Nolan points out, “Our state has contributed many millions of dollars to the City of New York for building aid and other capital expansion. Our communities in Sunnyside, Woodside, LIC continue to expand and we must develop our infrastructure. Additional schools must be built to keep up with both the influx of new residents and the need to address overcrowding, the expansion of kindergarten and pre-K, and decrease class size.”

The lawmaker says, “I commend Mayor de Blasio for allocating over $200 million in his budget for four new school buildings in District 30. I will work so that schools will be built in the Long Island City/Hunters Point area. Much more is needed as we remain overcrowded and are playing catch-up with school capacity. I continue to stand with our parents and students and advocate for a stand-alone middle school in the Sunnyside, Woodside area, and must be included in the capital plan.”

Nolan points out, “District 24 also needs more capital funding as we continue to be so overcrowded. The successful completion of the Geraldine Ferraro school campus on Metropolitan Avenue and the expansion of Learners and Leaders on Seneca Avenue are examples of our success working together with our Community Education Council (CEC) parent partners.”
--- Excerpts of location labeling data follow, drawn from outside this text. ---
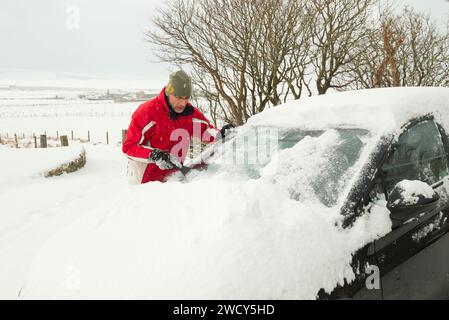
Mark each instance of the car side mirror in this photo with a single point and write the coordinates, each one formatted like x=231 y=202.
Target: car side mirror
x=410 y=199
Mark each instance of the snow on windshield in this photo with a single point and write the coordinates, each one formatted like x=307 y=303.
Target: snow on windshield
x=311 y=165
x=251 y=233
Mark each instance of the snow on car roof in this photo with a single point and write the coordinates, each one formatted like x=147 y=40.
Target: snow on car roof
x=377 y=110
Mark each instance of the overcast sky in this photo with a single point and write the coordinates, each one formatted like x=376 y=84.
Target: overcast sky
x=34 y=35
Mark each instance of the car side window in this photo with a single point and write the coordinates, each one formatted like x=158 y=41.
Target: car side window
x=419 y=154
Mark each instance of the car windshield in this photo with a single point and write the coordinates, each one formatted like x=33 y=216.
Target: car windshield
x=310 y=164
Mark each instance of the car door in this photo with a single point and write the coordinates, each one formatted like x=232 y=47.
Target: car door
x=413 y=259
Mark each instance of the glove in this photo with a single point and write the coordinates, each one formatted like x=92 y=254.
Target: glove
x=162 y=159
x=224 y=130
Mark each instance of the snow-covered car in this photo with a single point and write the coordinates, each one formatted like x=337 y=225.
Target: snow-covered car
x=338 y=196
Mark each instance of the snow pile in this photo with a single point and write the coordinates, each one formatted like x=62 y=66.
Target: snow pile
x=220 y=236
x=411 y=191
x=17 y=165
x=246 y=241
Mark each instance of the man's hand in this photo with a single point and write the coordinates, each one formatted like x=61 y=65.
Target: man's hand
x=162 y=159
x=224 y=130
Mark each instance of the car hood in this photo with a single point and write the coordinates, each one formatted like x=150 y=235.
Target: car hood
x=212 y=238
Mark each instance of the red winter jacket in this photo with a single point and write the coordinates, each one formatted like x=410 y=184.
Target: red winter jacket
x=155 y=125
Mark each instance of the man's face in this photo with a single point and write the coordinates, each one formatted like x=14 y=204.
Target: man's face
x=178 y=103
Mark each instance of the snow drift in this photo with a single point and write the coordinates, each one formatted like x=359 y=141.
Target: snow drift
x=227 y=235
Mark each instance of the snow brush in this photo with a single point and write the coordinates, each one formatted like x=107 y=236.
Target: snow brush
x=175 y=163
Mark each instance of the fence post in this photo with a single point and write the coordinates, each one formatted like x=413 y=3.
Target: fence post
x=124 y=136
x=43 y=142
x=64 y=141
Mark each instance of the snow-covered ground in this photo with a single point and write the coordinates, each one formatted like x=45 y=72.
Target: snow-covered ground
x=262 y=231
x=33 y=207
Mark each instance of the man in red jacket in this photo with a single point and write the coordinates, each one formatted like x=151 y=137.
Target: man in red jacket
x=160 y=131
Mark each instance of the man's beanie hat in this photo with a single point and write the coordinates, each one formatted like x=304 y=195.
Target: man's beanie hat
x=180 y=84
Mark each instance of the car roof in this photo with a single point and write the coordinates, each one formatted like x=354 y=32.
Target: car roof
x=378 y=110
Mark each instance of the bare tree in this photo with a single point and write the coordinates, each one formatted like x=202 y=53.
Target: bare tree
x=337 y=32
x=247 y=54
x=405 y=49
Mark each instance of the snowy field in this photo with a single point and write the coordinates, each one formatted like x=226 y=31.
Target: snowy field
x=231 y=232
x=37 y=112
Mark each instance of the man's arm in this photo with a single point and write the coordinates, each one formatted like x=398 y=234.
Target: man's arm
x=133 y=146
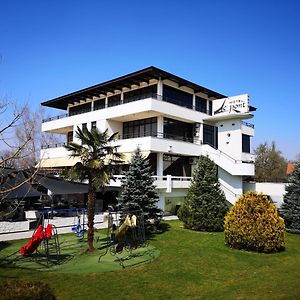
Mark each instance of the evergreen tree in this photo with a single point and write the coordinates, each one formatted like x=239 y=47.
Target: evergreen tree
x=138 y=191
x=291 y=201
x=270 y=165
x=205 y=205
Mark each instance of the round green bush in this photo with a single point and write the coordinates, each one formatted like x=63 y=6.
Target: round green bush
x=253 y=223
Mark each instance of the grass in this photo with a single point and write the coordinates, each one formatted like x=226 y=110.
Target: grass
x=190 y=265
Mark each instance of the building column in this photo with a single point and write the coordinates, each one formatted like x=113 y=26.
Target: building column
x=201 y=133
x=159 y=88
x=160 y=126
x=194 y=102
x=160 y=164
x=106 y=101
x=122 y=97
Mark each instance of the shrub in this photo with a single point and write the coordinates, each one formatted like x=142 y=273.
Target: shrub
x=253 y=223
x=205 y=206
x=19 y=289
x=291 y=201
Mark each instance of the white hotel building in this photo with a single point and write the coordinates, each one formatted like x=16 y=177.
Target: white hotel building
x=171 y=119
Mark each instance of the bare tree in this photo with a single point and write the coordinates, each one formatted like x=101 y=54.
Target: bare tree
x=13 y=151
x=30 y=130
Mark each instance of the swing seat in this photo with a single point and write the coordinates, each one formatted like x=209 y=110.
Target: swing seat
x=81 y=232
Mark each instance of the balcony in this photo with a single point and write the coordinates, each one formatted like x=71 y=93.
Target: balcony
x=129 y=100
x=167 y=182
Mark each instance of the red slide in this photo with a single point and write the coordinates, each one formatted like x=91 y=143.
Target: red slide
x=34 y=242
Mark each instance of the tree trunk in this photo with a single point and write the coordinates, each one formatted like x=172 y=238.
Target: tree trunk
x=91 y=215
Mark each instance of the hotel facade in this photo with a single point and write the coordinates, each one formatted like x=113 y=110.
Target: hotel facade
x=172 y=120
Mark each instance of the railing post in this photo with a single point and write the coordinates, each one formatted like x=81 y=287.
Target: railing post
x=169 y=183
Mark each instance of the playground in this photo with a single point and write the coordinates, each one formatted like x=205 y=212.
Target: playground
x=187 y=264
x=122 y=244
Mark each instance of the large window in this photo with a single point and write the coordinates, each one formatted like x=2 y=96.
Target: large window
x=210 y=135
x=114 y=100
x=246 y=143
x=99 y=104
x=141 y=93
x=178 y=130
x=176 y=165
x=79 y=109
x=140 y=128
x=210 y=108
x=178 y=97
x=201 y=104
x=69 y=137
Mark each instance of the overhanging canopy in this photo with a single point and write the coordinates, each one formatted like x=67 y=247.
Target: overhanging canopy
x=61 y=187
x=144 y=75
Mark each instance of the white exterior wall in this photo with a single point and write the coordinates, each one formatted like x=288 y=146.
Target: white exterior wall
x=230 y=138
x=273 y=189
x=229 y=157
x=231 y=185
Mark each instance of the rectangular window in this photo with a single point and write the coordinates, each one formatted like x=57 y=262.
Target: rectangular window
x=99 y=104
x=210 y=135
x=80 y=109
x=177 y=96
x=84 y=127
x=210 y=108
x=142 y=93
x=245 y=143
x=70 y=137
x=114 y=100
x=140 y=128
x=178 y=130
x=201 y=104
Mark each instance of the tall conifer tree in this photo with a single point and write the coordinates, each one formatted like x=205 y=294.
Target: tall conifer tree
x=291 y=201
x=138 y=190
x=205 y=205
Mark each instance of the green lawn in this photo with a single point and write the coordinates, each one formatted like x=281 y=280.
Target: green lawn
x=190 y=265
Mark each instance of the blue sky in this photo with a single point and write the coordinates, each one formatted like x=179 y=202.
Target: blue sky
x=50 y=48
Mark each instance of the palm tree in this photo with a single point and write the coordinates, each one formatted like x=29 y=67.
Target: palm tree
x=97 y=161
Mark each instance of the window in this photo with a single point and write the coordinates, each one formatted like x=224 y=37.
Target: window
x=141 y=93
x=201 y=104
x=210 y=108
x=114 y=100
x=70 y=137
x=210 y=135
x=178 y=97
x=245 y=143
x=84 y=127
x=140 y=128
x=80 y=109
x=178 y=130
x=99 y=104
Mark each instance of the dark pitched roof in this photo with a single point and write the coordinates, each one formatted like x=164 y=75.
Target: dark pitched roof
x=123 y=81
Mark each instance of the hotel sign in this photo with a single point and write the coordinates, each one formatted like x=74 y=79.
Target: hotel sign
x=231 y=105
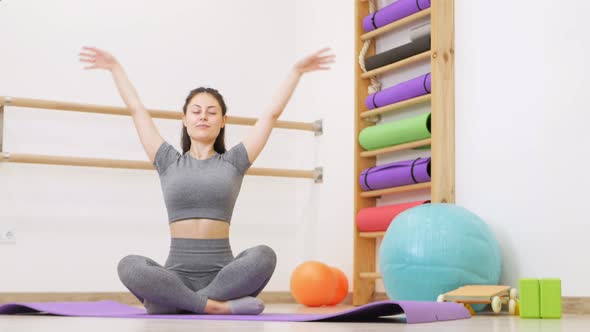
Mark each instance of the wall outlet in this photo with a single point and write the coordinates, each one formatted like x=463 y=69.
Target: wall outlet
x=7 y=236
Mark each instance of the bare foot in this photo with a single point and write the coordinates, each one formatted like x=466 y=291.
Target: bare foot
x=217 y=308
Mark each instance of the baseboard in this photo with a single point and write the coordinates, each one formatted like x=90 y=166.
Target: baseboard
x=571 y=305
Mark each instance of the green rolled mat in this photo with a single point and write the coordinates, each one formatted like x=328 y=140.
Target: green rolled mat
x=396 y=132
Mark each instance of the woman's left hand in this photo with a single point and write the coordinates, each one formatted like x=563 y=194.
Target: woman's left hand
x=315 y=61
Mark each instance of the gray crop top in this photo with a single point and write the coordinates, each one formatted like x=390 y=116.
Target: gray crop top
x=196 y=188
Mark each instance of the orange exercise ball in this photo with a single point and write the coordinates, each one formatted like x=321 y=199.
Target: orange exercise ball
x=312 y=283
x=341 y=287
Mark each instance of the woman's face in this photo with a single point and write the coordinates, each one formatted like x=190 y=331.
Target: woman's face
x=203 y=118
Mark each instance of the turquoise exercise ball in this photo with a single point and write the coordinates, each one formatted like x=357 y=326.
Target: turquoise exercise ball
x=434 y=248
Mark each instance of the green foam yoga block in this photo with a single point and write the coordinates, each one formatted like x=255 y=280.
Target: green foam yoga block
x=396 y=132
x=550 y=298
x=530 y=299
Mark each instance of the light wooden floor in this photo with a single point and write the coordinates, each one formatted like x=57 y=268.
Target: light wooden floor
x=486 y=322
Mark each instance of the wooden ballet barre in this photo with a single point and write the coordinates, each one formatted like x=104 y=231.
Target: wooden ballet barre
x=394 y=25
x=316 y=174
x=315 y=127
x=370 y=275
x=371 y=235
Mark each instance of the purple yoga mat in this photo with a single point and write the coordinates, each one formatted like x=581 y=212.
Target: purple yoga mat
x=415 y=311
x=415 y=87
x=396 y=174
x=393 y=12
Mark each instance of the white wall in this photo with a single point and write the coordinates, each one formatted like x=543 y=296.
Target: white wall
x=520 y=121
x=519 y=132
x=522 y=113
x=73 y=224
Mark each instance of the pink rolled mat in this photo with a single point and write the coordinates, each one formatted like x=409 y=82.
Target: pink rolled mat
x=377 y=219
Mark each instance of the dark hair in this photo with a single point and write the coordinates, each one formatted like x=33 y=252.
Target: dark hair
x=185 y=141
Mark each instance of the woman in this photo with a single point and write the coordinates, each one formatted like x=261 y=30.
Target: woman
x=200 y=187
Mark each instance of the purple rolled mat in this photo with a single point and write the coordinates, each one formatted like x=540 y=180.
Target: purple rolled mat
x=415 y=87
x=393 y=12
x=382 y=311
x=396 y=174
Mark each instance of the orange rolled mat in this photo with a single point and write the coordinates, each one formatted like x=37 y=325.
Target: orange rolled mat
x=377 y=219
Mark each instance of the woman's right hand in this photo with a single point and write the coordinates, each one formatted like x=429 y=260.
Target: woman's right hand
x=98 y=59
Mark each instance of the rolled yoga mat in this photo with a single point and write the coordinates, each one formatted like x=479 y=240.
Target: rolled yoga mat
x=420 y=31
x=415 y=311
x=377 y=219
x=417 y=46
x=415 y=87
x=396 y=174
x=393 y=12
x=395 y=132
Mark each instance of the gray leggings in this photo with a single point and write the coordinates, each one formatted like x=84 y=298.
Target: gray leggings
x=196 y=270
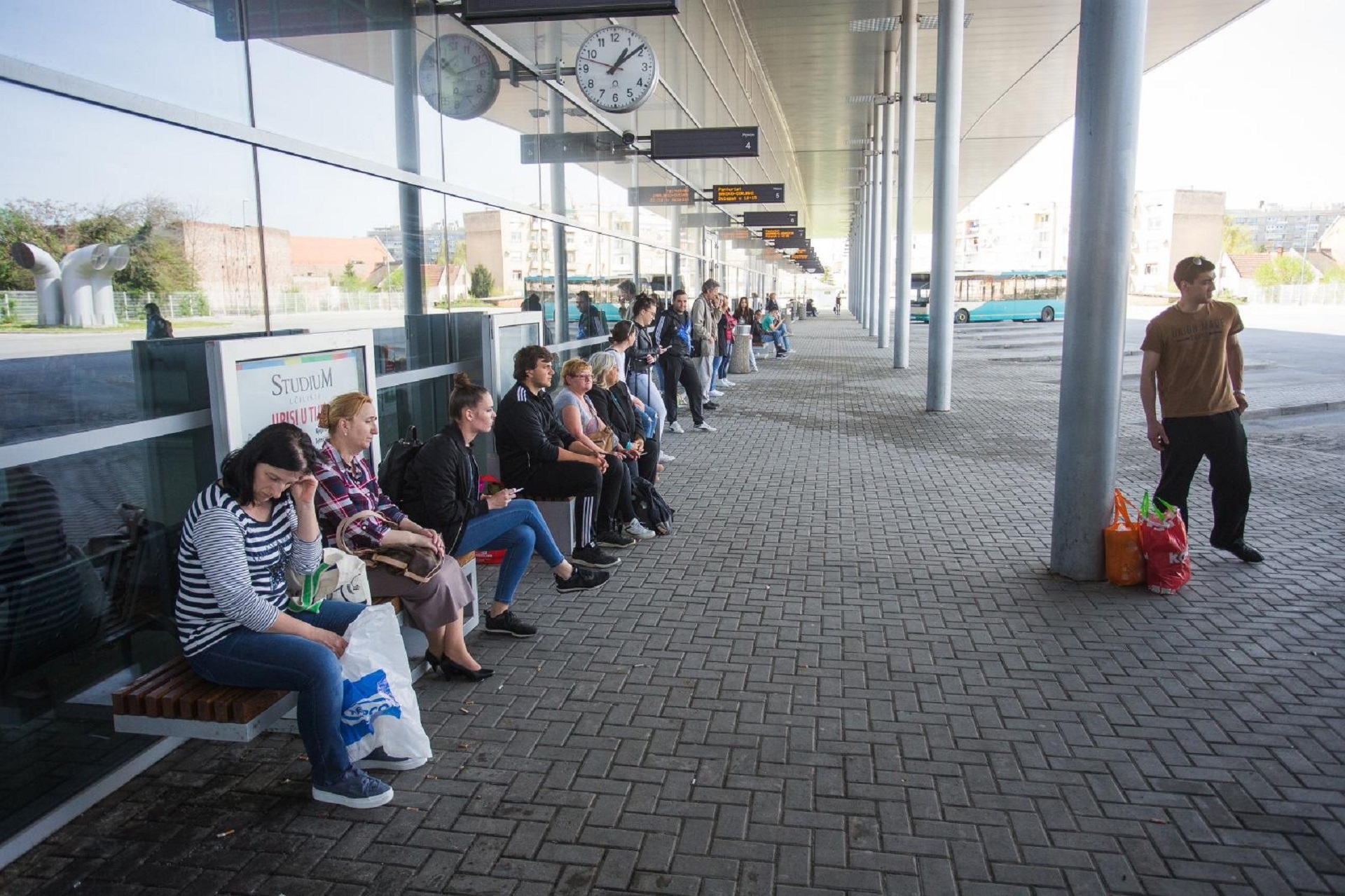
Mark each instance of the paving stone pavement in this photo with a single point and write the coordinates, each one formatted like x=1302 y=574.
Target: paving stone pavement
x=846 y=672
She states, “Under my leadership as Chair of the Assembly Education Committee, the Assembly Majority pushed for and secured over $100 million in state funding to eliminate the school trailers (TCUs) in New York City. This specific appropriation to the city will eliminate the trailers and free up additional funding in the capital plan to build more schools and add classroom seats in Western Queens. I will continue to advocate at the state level to ensure our city schools have the necessary resources to remove the remaining trailers, complete new renovations, and allow our city to access funding from the smart schools bond act for new technology in the classroom.”

Nolan closed saying, “Additionally, I have supported efforts to create barrier-free schools and more accessibility for physically challenged students, including advocating for elevator construction at a number of our school buildings and creating athletic spaces in several others. We will work together with our parents… so that every student can learn in a safe environment and receive a sound, quality education which our students need.”